Many called for the game to be postponed with Madrid already in a partial lockdown at the time, but it went ahead with the visitors prevailing in the last-16 second-leg tie.

"Liverpool City Council, alongside partners at the University of Liverpool and John Moores University, have agreed to explore any impact of Covid-19 as a result of the Atletico Madrid match at Anfield on 11 March," a statement read.

"Liverpool City Council's public health team, alongside partners, is currently assessing the size and scope of the project.
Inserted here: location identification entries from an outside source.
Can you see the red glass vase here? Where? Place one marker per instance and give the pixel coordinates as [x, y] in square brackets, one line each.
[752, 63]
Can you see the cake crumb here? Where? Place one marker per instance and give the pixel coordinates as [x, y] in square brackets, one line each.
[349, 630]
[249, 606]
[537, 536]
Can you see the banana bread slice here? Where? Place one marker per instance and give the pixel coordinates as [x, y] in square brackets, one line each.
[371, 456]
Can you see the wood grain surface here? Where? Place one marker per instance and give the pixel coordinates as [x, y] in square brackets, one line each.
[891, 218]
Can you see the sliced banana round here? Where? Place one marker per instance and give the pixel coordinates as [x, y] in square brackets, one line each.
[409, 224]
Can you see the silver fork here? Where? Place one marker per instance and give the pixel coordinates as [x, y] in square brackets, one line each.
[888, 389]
As the city's current focus is very much on dealing with the pandemic, no timescale or date has yet been set for the completion of the work and when it will be reported."

The announcement came one day after the mayor of Liverpool City Region Steve Rotheram called for an inquiry, saying the match should have never gone ahead. 

"If people have contracted coronavirus as a direct result of a sporting event that we believe shouldn't have taken place, well that is scandalous," Rotheram told BBC Sport.

"That's put not just those people in danger, but those frontline staff in the NHS and others in their own families that may have contracted it."

The impact of Champions League matches on the coronavirus pandemic in Europe has already been demonstrated by Atalanta's February win over Valencia, a game that's now being called 'Partita Zero' (Game Zero), and a "biological bomb."

The match, which took place in Milan, is likely a major factor in the Bergamo region being one of the hardest hit by Covid-19 in Italy, with thousands of fans travelling from Valencia and exchanging the virus with supporters from Italy.

"The aggregation of thousands of people, centimetres from each other, engaging in manifestations of euphoria like hugging, shouting, all of that could’ve favoured viral reciprocation," immunologist Francesco Le Foche told Corriere dello Sport.